Updated

Following a string of disappointing reports on the state of the economy, President Obama visited a high-tech lighting business in Durham, N.C., on Monday to announce a program designed to increase long-term economic growth.

With the help from his Council on Jobs and Competitiveness, the president announced a new program that would train 10,000 new American engineers every year.

"If we're going to make sure the good jobs of tomorrow stay here in America, we've got to make sure all our companies have a steady stream of skilled workers to draw from," Obama said.

Obama won North Carolina by about 14,000 votes in the 2008 election, but the state has averaged 10.6 percent unemployment during his presidency. It is considered a swing state this time around and could be key to him getting 270 electoral votes. A significant sign of how important Democrats view the Tar Heel State is that Charlotte was picked as the site of the 2012 Democratic National Convention.

But the North Carolina Republican Party is promising a fight. The state's GOP, led by former Rep. Robin Hayes, started running an ad hammering the president’s record ahead of his visit. Hayes said Obama hasn't done enough to put people back to work. "Unemployment is up. Everything we want to have that is going to help us is just not happening," Hayes said. "Gas prices [are] up a 100 percent. Things are not where they need to be."
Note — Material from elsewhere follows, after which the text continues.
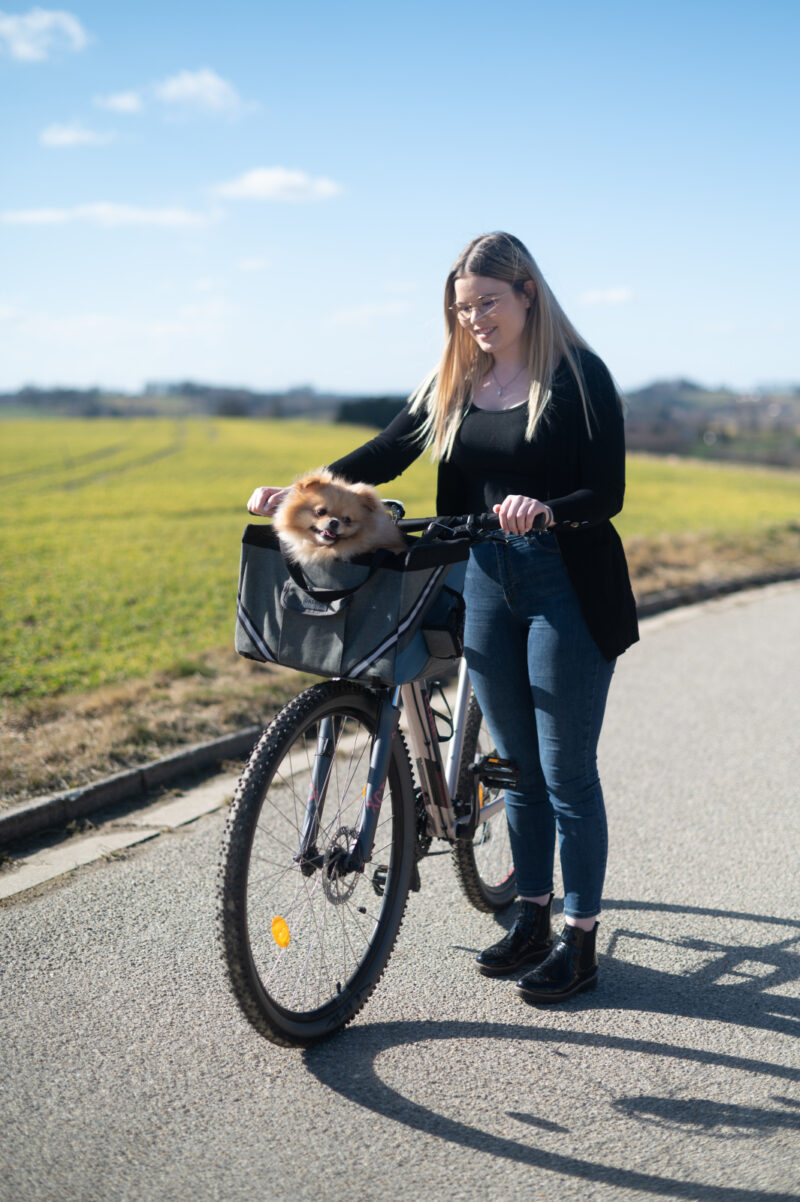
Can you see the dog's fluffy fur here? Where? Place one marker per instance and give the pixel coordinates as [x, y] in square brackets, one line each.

Beyond North Carolina, experts say the president's advisers see weakness in Pennsylvania and Ohio -- states with a sizable chunks of electoral votes. And experts predict a likely loss in a place like Indiana, which Obama won in 2008. "Those are electoral votes that are gone by the wayside," University of Virginia's Larry Sabato said. "Obama also has to find substitutions potentially for states like Ohio and the logical substitutions are in the South."
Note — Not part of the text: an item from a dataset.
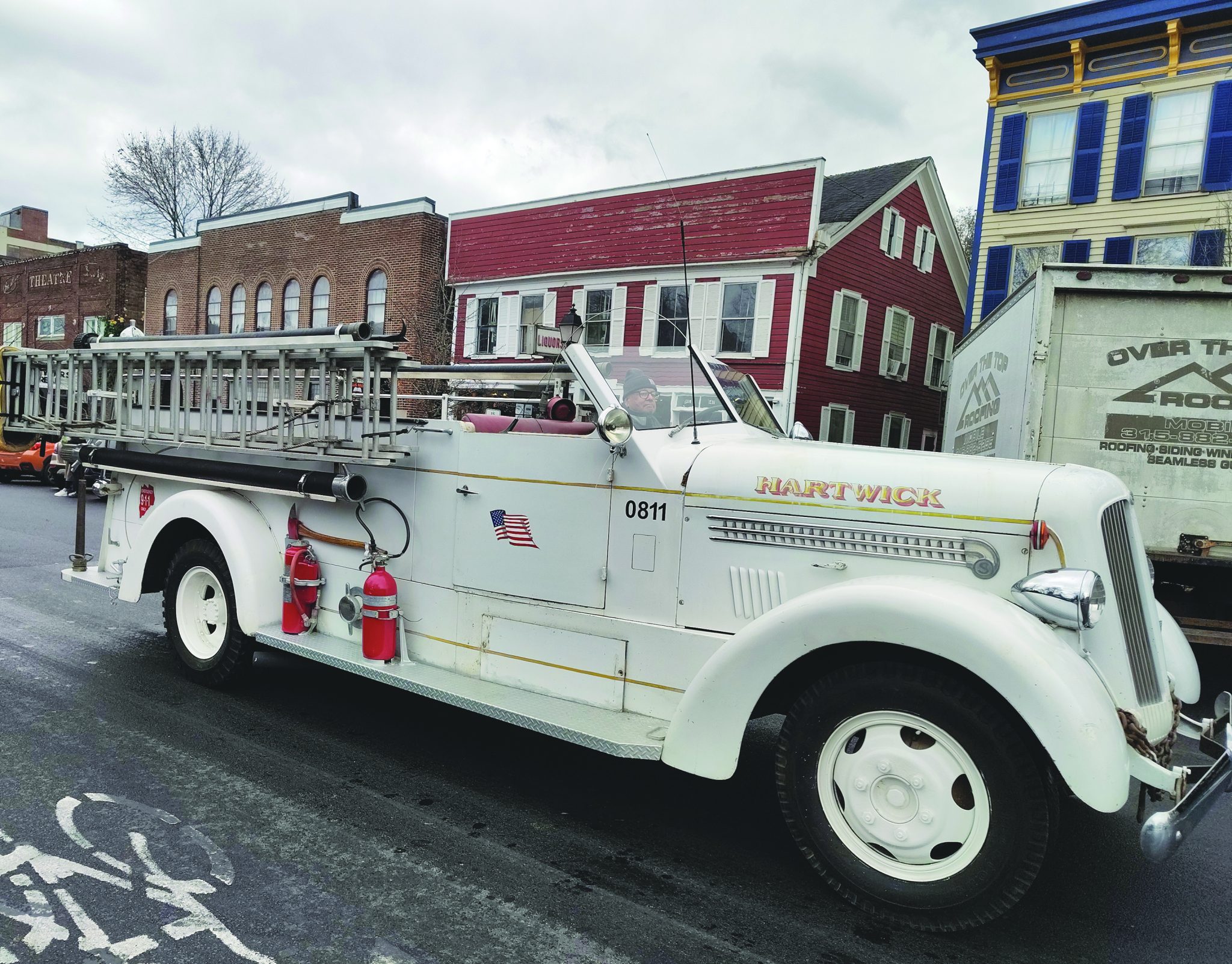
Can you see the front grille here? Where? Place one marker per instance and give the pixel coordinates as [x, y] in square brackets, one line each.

Part of this visit to North Carolina was spotlighting Cree, Inc., which received more than $12 million in stimulus money and tax credits of $39 million and has added more than 740 jobs. The president touted the high-tech company's accomplishments: "At Cree, we are putting people back to work in a field that has the potential to create an untold number of new jobs and new businesses right here in America and that's clear energy."

But more than half of Cree's 5,000 workers are based in China. Sabato finds it interesting that the White House chose this particular company to deliver a speech on jobs.

"I think they've left the president wide open for criticism in some respects" he said.

Fox's Mike Emanuel contributed to this report.